Ortalama bilgiye sahip
insanlarımızın çoğu da eleştirel akla dayanan bilimin ve ilerlemenin
başlangıcının Avrupa’da ortaya çıkan Rönesans ile başladığını zannediyor.
Bu yaygın inanışın aksine,
eleştirel aklın bilimin ve ilerlemenin ön koşulu olduğu, doğruluğu kesin
sanılan her bilginin eleştirilebileceği ya da yanlış olabileceği fikri, İyonya’ya
(M.Ö. 600) dayanır. Helen (eski Yunan) uygarlığı ile karıştırılmasın, Anadolu’dan
yani Milet’ten söz ediyorum.
Bir yanlış inanışta, bilimin
ışığındaki bu ilerlemenin hiç sekteye uğramamış hiç karşıt akım ve düşüncelerle
duraksatılmamış olduğu düşüncesidir.
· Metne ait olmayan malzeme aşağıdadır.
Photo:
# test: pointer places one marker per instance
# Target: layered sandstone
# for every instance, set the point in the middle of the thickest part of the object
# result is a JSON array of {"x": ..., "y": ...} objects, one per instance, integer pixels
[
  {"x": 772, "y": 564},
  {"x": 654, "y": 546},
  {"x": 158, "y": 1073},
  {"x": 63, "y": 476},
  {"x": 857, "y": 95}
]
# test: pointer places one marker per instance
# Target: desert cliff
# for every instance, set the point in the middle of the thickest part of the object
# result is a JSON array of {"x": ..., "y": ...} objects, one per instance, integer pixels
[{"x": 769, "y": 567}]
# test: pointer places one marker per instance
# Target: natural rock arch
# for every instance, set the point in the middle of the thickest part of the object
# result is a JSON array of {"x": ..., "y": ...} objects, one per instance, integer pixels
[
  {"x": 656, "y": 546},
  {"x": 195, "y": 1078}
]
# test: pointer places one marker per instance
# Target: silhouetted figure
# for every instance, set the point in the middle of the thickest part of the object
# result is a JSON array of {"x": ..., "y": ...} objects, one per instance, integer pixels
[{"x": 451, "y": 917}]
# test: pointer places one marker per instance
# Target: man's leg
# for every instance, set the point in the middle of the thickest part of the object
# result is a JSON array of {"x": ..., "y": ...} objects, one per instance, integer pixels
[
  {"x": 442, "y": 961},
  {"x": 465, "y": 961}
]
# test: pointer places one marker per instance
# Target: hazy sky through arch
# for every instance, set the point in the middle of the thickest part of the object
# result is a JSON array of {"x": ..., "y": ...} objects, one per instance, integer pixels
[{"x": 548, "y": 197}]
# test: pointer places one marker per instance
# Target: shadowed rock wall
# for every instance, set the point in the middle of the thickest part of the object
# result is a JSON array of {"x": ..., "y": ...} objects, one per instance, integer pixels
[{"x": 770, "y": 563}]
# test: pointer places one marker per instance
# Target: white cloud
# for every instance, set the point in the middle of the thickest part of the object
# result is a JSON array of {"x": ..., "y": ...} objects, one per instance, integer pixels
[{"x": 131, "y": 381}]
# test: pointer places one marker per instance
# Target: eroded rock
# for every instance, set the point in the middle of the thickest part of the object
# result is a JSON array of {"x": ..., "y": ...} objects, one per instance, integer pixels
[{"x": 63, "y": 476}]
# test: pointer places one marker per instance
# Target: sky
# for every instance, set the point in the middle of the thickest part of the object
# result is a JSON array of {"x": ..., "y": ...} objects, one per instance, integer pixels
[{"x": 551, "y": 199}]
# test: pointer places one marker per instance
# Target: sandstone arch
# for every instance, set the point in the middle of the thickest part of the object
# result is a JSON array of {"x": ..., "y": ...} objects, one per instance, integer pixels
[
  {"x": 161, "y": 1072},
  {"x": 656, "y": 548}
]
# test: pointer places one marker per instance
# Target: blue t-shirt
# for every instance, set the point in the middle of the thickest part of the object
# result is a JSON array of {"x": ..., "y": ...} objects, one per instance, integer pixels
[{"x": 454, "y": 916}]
Oysa eleştirel akıl, Aristoteles,
Sokrates, Pisagor tarafından Yunanistan’da(M.Ö.500), 10-11.yy İslam coğrafyasında,
Rönesans (15.yy öncesi) Avrupa’sında ve hatta 20.yüzyıl’ın ilk çeyreğindeki
diktatörlükler Avrupa’sında dahi dışlanmış, göz ardı edilmiş, duraksamıştır. Üstelik
yukarıda bahsi geçen bu duraklama ve gerileme dönemlerinin müsebbibi cahil halk
değil, zamanının eğitimli, aydın bilim(ilim) insanlarıdır.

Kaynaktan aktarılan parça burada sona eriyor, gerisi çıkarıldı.